Parameter Description
cmWellUrl Mandatory. The CM-Well path from which to take the infotons.
qp Optional. A query with which to filter the infotons under cmWellUrl. See CM-Well Query Parameters to learn more about query parameter syntax.
infotonLimit Optional. The maximal number of infotons to retrieve (the default is 3000). We recommend using the default during development, then setting the limit to 0 (indicating no limit) for production.

Note

  • Currently the Spark Connector assumes correct usage of the CM-Well API (valid URIs, valid query syntax and so on). There are no validity checks or detailed error messages.
  • We recommend using the "named parameter" syntax when calling CMWell functions, as follows: infotonUri(cmWellUrl="<cm-well-host>/example.org", qp=null, infotonLimit=100);. This allows you to provide the parameters in any order, and to omit optional parameters.

The following table describes the CMWell object's functions.

Function Return Type              Description                             
infotonUri(cmWellUrl:String, qp:String=null, infotonLimit:Int=INFOTON_SAFETY_LIMIT_WHEN_PLAYING) RDD[(String, String)] Returns an RDD of string pairs. The first string is the RDF URI of each infoton in the space; the second string is the CM-Well-based URL.
infotonNtripleLines(cmWellUrl:String, qp:String=null, infotonLimit:Int=INFOTON_SAFETY_LIMIT_WHEN_PLAYING) RDD[String] Returns an RDD of strings.

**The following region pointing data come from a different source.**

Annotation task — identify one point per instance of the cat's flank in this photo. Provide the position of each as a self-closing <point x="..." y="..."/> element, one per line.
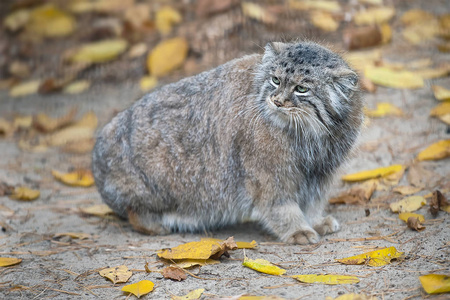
<point x="258" y="138"/>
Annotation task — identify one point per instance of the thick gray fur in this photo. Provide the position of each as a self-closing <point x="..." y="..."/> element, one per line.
<point x="228" y="145"/>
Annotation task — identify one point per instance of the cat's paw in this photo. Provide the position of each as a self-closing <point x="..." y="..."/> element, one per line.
<point x="328" y="225"/>
<point x="304" y="237"/>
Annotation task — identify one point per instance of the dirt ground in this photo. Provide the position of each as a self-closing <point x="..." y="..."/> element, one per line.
<point x="67" y="268"/>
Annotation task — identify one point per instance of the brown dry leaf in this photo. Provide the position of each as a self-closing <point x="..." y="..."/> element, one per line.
<point x="49" y="21"/>
<point x="257" y="12"/>
<point x="392" y="78"/>
<point x="328" y="6"/>
<point x="82" y="178"/>
<point x="441" y="93"/>
<point x="436" y="151"/>
<point x="407" y="190"/>
<point x="167" y="56"/>
<point x="9" y="261"/>
<point x="25" y="88"/>
<point x="16" y="20"/>
<point x="45" y="123"/>
<point x="174" y="273"/>
<point x="98" y="52"/>
<point x="166" y="18"/>
<point x="362" y="37"/>
<point x="117" y="274"/>
<point x="358" y="194"/>
<point x="25" y="194"/>
<point x="77" y="87"/>
<point x="375" y="15"/>
<point x="99" y="210"/>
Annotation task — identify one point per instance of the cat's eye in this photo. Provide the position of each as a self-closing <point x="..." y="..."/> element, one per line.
<point x="275" y="81"/>
<point x="301" y="89"/>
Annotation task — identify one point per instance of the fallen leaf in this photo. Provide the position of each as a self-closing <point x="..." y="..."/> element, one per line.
<point x="167" y="56"/>
<point x="25" y="194"/>
<point x="375" y="15"/>
<point x="375" y="258"/>
<point x="117" y="274"/>
<point x="9" y="261"/>
<point x="407" y="190"/>
<point x="263" y="266"/>
<point x="327" y="279"/>
<point x="25" y="88"/>
<point x="99" y="52"/>
<point x="441" y="93"/>
<point x="374" y="173"/>
<point x="166" y="17"/>
<point x="174" y="273"/>
<point x="140" y="288"/>
<point x="195" y="294"/>
<point x="384" y="109"/>
<point x="49" y="21"/>
<point x="358" y="194"/>
<point x="45" y="123"/>
<point x="99" y="210"/>
<point x="408" y="204"/>
<point x="77" y="87"/>
<point x="148" y="83"/>
<point x="435" y="283"/>
<point x="203" y="249"/>
<point x="362" y="37"/>
<point x="329" y="6"/>
<point x="392" y="78"/>
<point x="257" y="12"/>
<point x="438" y="150"/>
<point x="82" y="178"/>
<point x="17" y="20"/>
<point x="74" y="235"/>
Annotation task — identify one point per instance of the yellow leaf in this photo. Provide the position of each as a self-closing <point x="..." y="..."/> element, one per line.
<point x="441" y="93"/>
<point x="324" y="21"/>
<point x="25" y="194"/>
<point x="166" y="17"/>
<point x="438" y="150"/>
<point x="263" y="266"/>
<point x="374" y="173"/>
<point x="9" y="261"/>
<point x="406" y="190"/>
<point x="83" y="178"/>
<point x="99" y="210"/>
<point x="384" y="109"/>
<point x="25" y="89"/>
<point x="329" y="6"/>
<point x="391" y="78"/>
<point x="49" y="21"/>
<point x="74" y="235"/>
<point x="77" y="87"/>
<point x="408" y="204"/>
<point x="117" y="274"/>
<point x="195" y="294"/>
<point x="404" y="217"/>
<point x="435" y="283"/>
<point x="375" y="258"/>
<point x="17" y="20"/>
<point x="140" y="288"/>
<point x="147" y="83"/>
<point x="375" y="15"/>
<point x="440" y="110"/>
<point x="187" y="263"/>
<point x="327" y="279"/>
<point x="167" y="56"/>
<point x="98" y="52"/>
<point x="203" y="249"/>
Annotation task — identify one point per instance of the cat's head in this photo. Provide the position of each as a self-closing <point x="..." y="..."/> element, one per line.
<point x="306" y="87"/>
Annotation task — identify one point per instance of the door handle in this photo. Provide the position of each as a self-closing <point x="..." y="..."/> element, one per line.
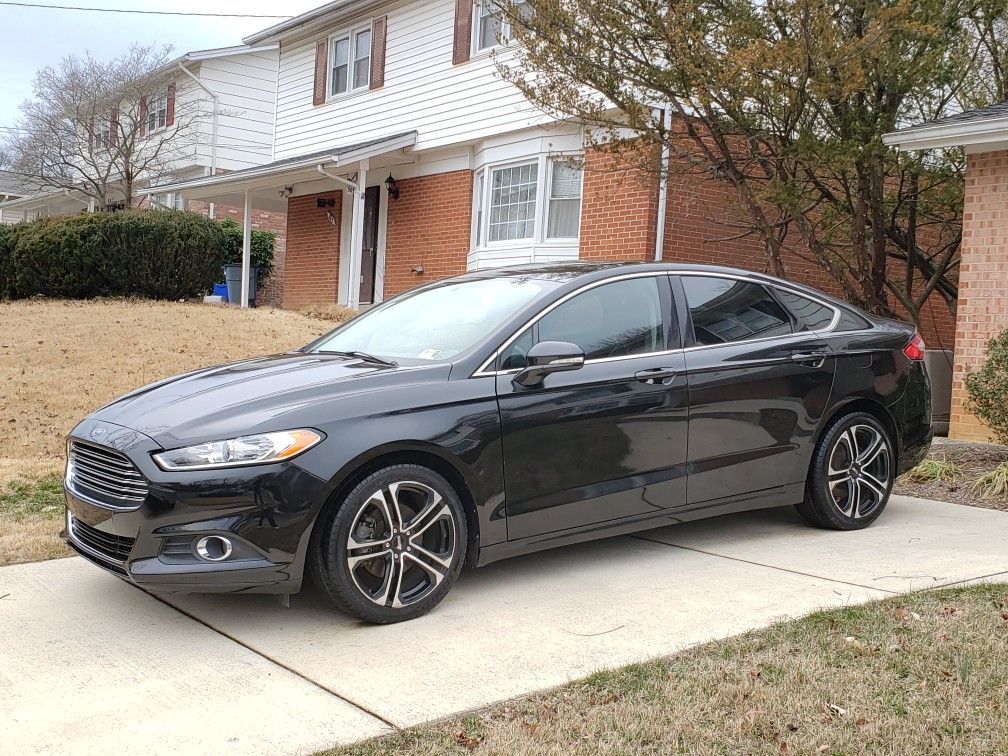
<point x="813" y="359"/>
<point x="654" y="375"/>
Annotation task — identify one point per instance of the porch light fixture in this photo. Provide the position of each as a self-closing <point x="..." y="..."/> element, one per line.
<point x="393" y="186"/>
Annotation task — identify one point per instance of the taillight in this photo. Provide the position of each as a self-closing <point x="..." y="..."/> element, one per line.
<point x="915" y="349"/>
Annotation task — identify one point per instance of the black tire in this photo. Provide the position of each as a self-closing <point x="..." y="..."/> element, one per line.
<point x="855" y="501"/>
<point x="381" y="513"/>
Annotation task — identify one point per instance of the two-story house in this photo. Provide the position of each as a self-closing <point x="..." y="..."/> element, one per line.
<point x="228" y="99"/>
<point x="401" y="156"/>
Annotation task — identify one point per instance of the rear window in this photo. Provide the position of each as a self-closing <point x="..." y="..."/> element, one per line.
<point x="810" y="315"/>
<point x="730" y="309"/>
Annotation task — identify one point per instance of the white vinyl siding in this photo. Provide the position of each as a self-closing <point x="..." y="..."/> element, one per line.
<point x="446" y="104"/>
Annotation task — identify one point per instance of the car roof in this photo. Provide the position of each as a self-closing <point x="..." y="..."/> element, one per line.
<point x="575" y="272"/>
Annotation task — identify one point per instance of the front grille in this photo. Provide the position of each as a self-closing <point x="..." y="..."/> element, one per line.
<point x="106" y="476"/>
<point x="115" y="547"/>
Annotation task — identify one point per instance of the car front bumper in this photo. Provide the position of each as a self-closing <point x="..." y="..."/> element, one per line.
<point x="264" y="511"/>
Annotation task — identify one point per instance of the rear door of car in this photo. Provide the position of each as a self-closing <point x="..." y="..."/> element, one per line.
<point x="760" y="379"/>
<point x="607" y="442"/>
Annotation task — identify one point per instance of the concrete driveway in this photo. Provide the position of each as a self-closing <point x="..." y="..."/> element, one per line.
<point x="89" y="663"/>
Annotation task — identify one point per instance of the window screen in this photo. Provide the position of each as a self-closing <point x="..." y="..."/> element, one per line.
<point x="810" y="315"/>
<point x="728" y="309"/>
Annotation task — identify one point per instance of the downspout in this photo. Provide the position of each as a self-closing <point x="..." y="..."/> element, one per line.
<point x="217" y="108"/>
<point x="666" y="155"/>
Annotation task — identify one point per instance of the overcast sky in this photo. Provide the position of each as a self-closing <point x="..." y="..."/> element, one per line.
<point x="33" y="37"/>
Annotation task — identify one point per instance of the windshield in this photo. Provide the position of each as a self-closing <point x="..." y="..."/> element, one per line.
<point x="436" y="324"/>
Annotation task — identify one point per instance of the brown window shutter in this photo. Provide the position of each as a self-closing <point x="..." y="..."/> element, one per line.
<point x="379" y="29"/>
<point x="322" y="72"/>
<point x="169" y="118"/>
<point x="463" y="31"/>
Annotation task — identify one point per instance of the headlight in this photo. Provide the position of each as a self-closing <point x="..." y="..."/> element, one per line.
<point x="260" y="449"/>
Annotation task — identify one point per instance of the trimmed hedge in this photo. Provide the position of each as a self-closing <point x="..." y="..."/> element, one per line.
<point x="152" y="254"/>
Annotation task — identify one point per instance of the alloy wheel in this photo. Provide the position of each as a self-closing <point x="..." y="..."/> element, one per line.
<point x="401" y="543"/>
<point x="859" y="472"/>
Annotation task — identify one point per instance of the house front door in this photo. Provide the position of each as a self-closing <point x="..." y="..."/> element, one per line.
<point x="369" y="254"/>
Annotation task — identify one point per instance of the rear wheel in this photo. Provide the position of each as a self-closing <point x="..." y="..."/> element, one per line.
<point x="852" y="474"/>
<point x="394" y="547"/>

Each string is a triple in N-Triples format, belonging to an infoton in the infoton space. All triples belonging to the same infoton appear in sequence.
infotonNquadsLines(cmWellUrl:String, qp:String=null, infotonLimit:Int=INFOTON_SAFETY_LIMIT_WHEN_PLAYING) RDD[String] As above, but each string is a quad, where the 4th value is the entity's sub-graph label.
infotonN3(cmWellUrl:String, qp:String=null, infotonLimit:Int=INFOTON_SAFETY_LIMIT_WHEN_PLAYING) RDD[(String, String)] Returns an RDD of string pairs. The first string is the RDF URI of each infoton in the space; the second string is the N3 representation the infoton.
infotonJsonLD(cmWellUrl:String, qp:String=null, infotonLimit:Int=INFOTON_SAFETY_LIMIT_WHEN_PLAYING) RDD[(String, String)] As above but with JSONLD infoton representation.
infotonDF(cmWellUrl:String, qp:String=null, infotonLimit:Int=INFOTON_SAFETY_LIMIT_WHEN_PLAYING) DataFrame Returns a DataFrame containing a tabular representation of all infotons in the infoton space. Each row is an infoton and each column is an infoton field. For best results, apply this function to infotons of the same type (with the same fields). If the infotons have different sets of fields, the Connector creates a union of all fields.

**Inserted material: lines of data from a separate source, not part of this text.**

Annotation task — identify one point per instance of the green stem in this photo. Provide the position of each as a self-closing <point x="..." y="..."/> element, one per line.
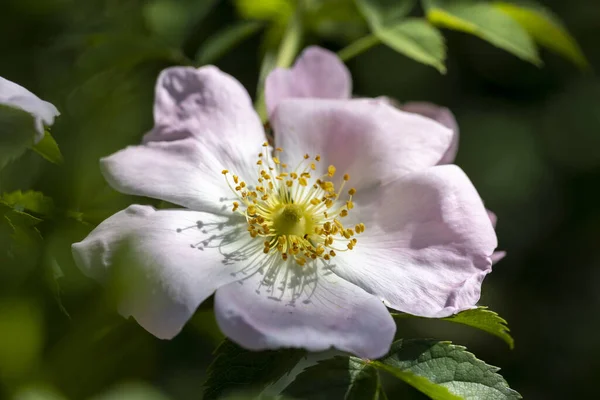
<point x="358" y="47"/>
<point x="292" y="40"/>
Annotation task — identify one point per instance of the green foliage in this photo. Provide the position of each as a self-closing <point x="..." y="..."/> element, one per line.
<point x="48" y="148"/>
<point x="234" y="369"/>
<point x="384" y="13"/>
<point x="486" y="320"/>
<point x="225" y="40"/>
<point x="348" y="378"/>
<point x="546" y="29"/>
<point x="446" y="366"/>
<point x="418" y="39"/>
<point x="485" y="21"/>
<point x="414" y="37"/>
<point x="480" y="318"/>
<point x="30" y="201"/>
<point x="440" y="370"/>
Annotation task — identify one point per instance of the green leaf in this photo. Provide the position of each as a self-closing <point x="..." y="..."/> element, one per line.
<point x="485" y="21"/>
<point x="384" y="13"/>
<point x="48" y="148"/>
<point x="417" y="39"/>
<point x="270" y="10"/>
<point x="348" y="378"/>
<point x="17" y="131"/>
<point x="30" y="200"/>
<point x="226" y="39"/>
<point x="444" y="371"/>
<point x="486" y="320"/>
<point x="235" y="369"/>
<point x="546" y="29"/>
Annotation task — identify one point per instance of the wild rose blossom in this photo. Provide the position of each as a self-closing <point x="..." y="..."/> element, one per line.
<point x="303" y="243"/>
<point x="16" y="96"/>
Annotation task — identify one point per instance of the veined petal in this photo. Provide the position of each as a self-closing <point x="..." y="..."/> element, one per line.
<point x="181" y="172"/>
<point x="163" y="263"/>
<point x="442" y="115"/>
<point x="204" y="123"/>
<point x="16" y="96"/>
<point x="427" y="244"/>
<point x="315" y="311"/>
<point x="317" y="73"/>
<point x="368" y="139"/>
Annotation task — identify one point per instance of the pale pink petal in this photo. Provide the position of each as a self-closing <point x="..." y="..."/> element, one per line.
<point x="181" y="172"/>
<point x="318" y="73"/>
<point x="427" y="244"/>
<point x="204" y="123"/>
<point x="163" y="263"/>
<point x="368" y="139"/>
<point x="444" y="117"/>
<point x="314" y="313"/>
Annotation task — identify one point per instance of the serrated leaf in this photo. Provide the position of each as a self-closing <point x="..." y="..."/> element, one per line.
<point x="48" y="148"/>
<point x="418" y="39"/>
<point x="235" y="369"/>
<point x="485" y="21"/>
<point x="30" y="200"/>
<point x="384" y="13"/>
<point x="546" y="30"/>
<point x="432" y="364"/>
<point x="348" y="378"/>
<point x="224" y="40"/>
<point x="486" y="320"/>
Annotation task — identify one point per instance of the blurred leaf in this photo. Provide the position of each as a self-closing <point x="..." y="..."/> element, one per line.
<point x="485" y="21"/>
<point x="418" y="39"/>
<point x="444" y="371"/>
<point x="30" y="200"/>
<point x="132" y="391"/>
<point x="225" y="40"/>
<point x="546" y="29"/>
<point x="172" y="20"/>
<point x="48" y="148"/>
<point x="21" y="336"/>
<point x="384" y="13"/>
<point x="271" y="10"/>
<point x="235" y="368"/>
<point x="17" y="131"/>
<point x="348" y="378"/>
<point x="486" y="320"/>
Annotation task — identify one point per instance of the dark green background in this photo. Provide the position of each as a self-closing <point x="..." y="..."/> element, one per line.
<point x="530" y="141"/>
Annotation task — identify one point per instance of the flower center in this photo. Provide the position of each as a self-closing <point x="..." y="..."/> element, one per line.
<point x="298" y="215"/>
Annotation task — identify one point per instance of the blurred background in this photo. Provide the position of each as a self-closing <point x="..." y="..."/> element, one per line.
<point x="530" y="141"/>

Calling the Spark Connector from Your Code

You can also call the Spark Connector from your own code, then create a jar that you submit and run as a Spark job. To do this:

  1. Import the Spark package in your code. (Note: this must be Spark 2.1 or higher.)
  2. Add the cm-well-spark-conn_2.12-2.1.jar (contained in the Spark Connector zip download) to your project.
  3. Import the CMWell class.
  4. Initialize the Spark session.
  5. Call CMWell.wireInSpark(spark:SparkSession).
  6. Add Spark analysis code to your project as needed.
  7. Submit your job to Spark by using the spark-submit command. Learn more at http://spark.apache.org/docs/latest/submitting-applications.html.

Note

You will need to include the Spark Connector jar in your project, either by including to it in jar dependencies when submitting the Spark job, or by packaging it in an assembly that you submit to Spark.